[linux-lvm] recovering a bad physical volume
Matthew Johnson
mjj29 at hermes.cam.ac.uk
Fri Jul 19 06:10:02 UTC 2002
On Fri, 19 Jul 2002, Patrick Caulfield wrote:
> Other than fdisk and parted I don't know of any other way of doing it. and parted
> works in MB/GB rather than cylinders so I doubt you'd get the control you need
> here.
>
> Don't worry about the partition numbers being the same, LVM doesn't care what the
> partitions are called, as long as it can find the PV metadata (which contains a
> UUID)and a complete PV somewhere it should be able to activate the VG. LVM is
> designed to cope with things like SCSI devices which rename themselves if you move
> them around of the SCSI chain so IDE partitions that do the same will be no
> problem.
It complained that /de/hde8 was not part of the volumegroup, so I just
made sure the partition numbers were correct.
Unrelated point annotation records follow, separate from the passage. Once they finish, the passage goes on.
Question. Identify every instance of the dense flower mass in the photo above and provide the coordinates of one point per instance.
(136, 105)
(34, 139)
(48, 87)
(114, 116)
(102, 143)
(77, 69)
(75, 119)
Anyway, I still get the "vgcfgrestore -- size of physical volume /dev/hde6
differs from backup" [from vgcfgrestore -n lvm1 /dev/hde6]. So, heres a
few details - see if ou can see the
problem.
vgcfgrestore -n lvm1 -ll :
[cut lv & pv details]
--- Physical volume ---
PV Name /dev/hde6
VG Name lvm1
PV Size 2.96 GB [6204177 secs] / NOT usable 4.19 MB [LVM:
130 KB]
PV# 1
PV Status available
Allocatable yes (but full)
Cur LV 1
PE Size (KByte) 4096
Total PE 756
Free PE 0
Allocated PE 756
PV UUID 9F9nNV-cQS2-BSl6-Ex72-NV1J-9J2v-2wE04a
now, 4096*1024*756 = 3170893824
fdisk -l /dev/hde:
Disk /dev/hde: 16 heads, 63 sectors, 116336 cylinders
Units = cylinders of 1008 * 512 bytes
Device Boot Start End Blocks Id System
/dev/hde1 1 62415 31457128+ b Win95 FAT32
/dev/hde2 62416 83221 10486224 83 Linux
/dev/hde3 83222 116336 16689960 5 Extended
/dev/hde5 83222 85302 1048792+ 83 Linux
/dev/hde6 104039 110182 3096576 8e Linux LVM
/dev/hde7 110183 116336 3101584+ 8e Linux LVM
here we have 3096576*1024 = 3170893824
or (10182 - 104039 + 1)*1008*512 = 3170893824 [note that this includes
both the end and start cylinder, hence the +1]
so, it looks to be the correct size, as far as I can see.
Any more ideas?
(btw, thanks - you've been really helpful so far)
Note that /dev/hde7 works fine with those cylinder numbers, so if anything
is incorrect its the value of 104039.